Apprenticeship: How to secure your business legacy

JavaScript is disabled!

Please enable JavaScript to read this content.

Engineer training apprentices on CNC machine [Courtesy]

Apprenticeship – this old art for business continuity seems to be lost.

For most successful businesses across the world, one-on-one teaching has ensured that they’ve survived for generations.

In Kenya, there’s been rising concern about the graduates hitting the job market with firms having to spend millions to reskill them.

Enterprise examines how apprenticeship can be used to secure a business legacy.

What is a modern apprenticeship?

Global consultancy firm McKinsey observes that apprenticeship is a relationship-driven learning model, based on actual day-to-day work and whereby a novice gains hands-on knowledge from an expert to grow skills and act with increasing independence.

“In the classic one-on-one model of apprenticeship, the learning happens as a result of physical proximity and observation. Experience has historically been equated with longevity, putting the responsibility to become the teachers on those with more seniority.

“This iterative learning approach allowed novices to learn through close observation, practice, feedback, and coaching, all of which are quite effective for building deep expertise and skill mastery,” notes the global consultancy giant.

Kenyan context

In the Kenyan context, the late billionaire industrialist Chris Kirubi, perhaps, offers the best example of how apprenticeship can be used to secure a business legacy.

For instance, take Centum Chief Executive James Mworia, one of his greatest students.

Mworia started out at Centum aged 23 as an intern and now ranks as one of the highest-paid executives in corporate Kenya taking home Sh45 million in 2020.

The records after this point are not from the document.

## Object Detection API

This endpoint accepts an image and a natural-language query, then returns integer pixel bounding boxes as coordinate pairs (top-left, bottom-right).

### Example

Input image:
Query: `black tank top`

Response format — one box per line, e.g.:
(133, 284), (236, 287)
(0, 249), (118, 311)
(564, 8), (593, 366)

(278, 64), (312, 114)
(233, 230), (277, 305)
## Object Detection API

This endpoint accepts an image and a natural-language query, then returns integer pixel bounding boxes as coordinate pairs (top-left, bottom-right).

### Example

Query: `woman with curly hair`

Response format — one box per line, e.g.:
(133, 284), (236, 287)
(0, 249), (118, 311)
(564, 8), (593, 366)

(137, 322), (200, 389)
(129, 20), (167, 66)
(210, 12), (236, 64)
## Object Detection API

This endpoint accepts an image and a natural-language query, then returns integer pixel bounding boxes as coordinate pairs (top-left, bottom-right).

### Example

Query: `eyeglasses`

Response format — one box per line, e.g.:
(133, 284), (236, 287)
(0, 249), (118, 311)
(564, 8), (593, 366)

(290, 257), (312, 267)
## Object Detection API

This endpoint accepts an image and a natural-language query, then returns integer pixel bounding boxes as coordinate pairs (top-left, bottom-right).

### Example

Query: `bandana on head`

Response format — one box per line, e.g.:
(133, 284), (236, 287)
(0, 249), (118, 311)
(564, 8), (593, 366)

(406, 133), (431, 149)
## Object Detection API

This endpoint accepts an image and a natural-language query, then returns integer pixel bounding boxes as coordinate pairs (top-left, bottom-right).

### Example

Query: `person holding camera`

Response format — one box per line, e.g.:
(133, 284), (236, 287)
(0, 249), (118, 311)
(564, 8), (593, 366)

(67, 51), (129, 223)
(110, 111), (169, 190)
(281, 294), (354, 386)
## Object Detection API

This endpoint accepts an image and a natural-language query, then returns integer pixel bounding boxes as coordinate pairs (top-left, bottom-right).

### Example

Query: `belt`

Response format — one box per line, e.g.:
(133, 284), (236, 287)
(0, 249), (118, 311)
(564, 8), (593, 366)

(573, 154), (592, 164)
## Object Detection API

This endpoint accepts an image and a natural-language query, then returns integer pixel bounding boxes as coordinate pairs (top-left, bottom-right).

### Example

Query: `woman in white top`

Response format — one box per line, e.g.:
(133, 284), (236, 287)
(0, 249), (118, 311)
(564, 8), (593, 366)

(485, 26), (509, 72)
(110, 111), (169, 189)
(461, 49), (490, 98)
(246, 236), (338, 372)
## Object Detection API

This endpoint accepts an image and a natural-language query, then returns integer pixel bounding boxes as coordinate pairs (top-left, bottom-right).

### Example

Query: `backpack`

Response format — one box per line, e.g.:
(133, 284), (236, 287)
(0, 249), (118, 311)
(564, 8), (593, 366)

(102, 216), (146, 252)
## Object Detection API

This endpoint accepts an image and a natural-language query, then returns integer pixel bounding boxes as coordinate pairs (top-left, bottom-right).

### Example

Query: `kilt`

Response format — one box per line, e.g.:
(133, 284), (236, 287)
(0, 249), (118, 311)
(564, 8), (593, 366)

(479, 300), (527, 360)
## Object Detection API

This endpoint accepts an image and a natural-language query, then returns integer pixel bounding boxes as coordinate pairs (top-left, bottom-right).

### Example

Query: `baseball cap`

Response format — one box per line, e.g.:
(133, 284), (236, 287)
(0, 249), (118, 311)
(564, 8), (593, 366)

In a span of seven years, he quickly rose through the ranks to become CEO and is credited for growing Centum from a Sh6 billion-asset firm to over Sh30 billion and now managing over Sh140 billion third party funds.

During Mworia’s formative period, Kirubi was the Centum Board chair serving between 2003 – 2009 and before his passing was the chairman Finance and Investment Committee.

In an interview in June when Kirubi died, Mworia recalled steady mentorship and face-to-face learning that Kirubi used to impart.

Mworia explained that his businesses had clearly defined strategic plans based on the long term.

For example in Centum, one of his crown jewels, he had carefully handpicked his board successors and managers.

“He did not want to be tied to one business, that’s why for him it was natural to want to have governance structures that kept him independent of operations of the businesses.”

“From an execution perspective, nothing really changes and continues to engage investors. His family remains a major shareholder in Centum and the operations of the company will carry on.”

The pandemic has caused skills gaps

According to global consulting firm McKinsey, firms need to revive the art of apprenticeship so as to unlock continuous skill development.

With skill gaps occasioned by the pandemic, skills gaps need filling and formal learning alone isn’t enough.

“The pressure for businesses to develop and reskill their employees, however, continues to increase. As businesses emerge from the pandemic, more than 80 per cent of them face critical gaps in the skills needed to build resilience amid ongoing uncertainty.”

“Learning and development will continue to play a crucial role in keeping pace with change, but only 42 per cent of employees are taking up employer-supported reskilling and upskilling opportunities in their organizations,” said Mckinsey.

Millennials in the workplace

This year, the millennial, (a person typically born between 1981 and 1996 as per the American definition), turned 40 years with a majority now adults.

This is the generation of business leaders and are estimated to account for 50 per cent of the global workforce by last year.

Selwood Consultants Executive Director Gabriel Kariuki, a veteran HR professional, observed that firms needed to adjust their policies to accommodate them.

“You need a workplace policy that accommodates their interests if you are to keep them. Such include flexibility, relaxed dress code, social media flexibility, availability of wifi, among others,” said the veteran recruiter and HR professional, observing that it might take more than good pay to keep them.

Here comes the apprenticeship factor notes Kariuki adding that the new generations have the energy and capacity to work if properly nurtured.

However, they have challenges in terms of attention to detail, consistency and taking life extremely seriously.

“Whereas their uptake of professional advice from the older generation is low, they are technologically savvy and curious to know how to do things better, using less time and fewer resources. The key thing is to understand them, train them and if possible, drill them accordingly on professional practices. They also need a change of mindset that the older generation is not all that outdated!”

Apprenticeship knits a firm together

In the old days, apprenticeship involved learning from a single expert. However nowadays, this is impossible owing to the complexity of the modern workplace, notes McKinsey.

“Individuals will likely have many apprenticeship relationships over the course of their careers. For leaders charged with overseeing learning, the impermanence of modern apprenticeship puts a premium on knowing the specific skills employees need to build and giving them access to a multiplicity of experts from whom they can learn.”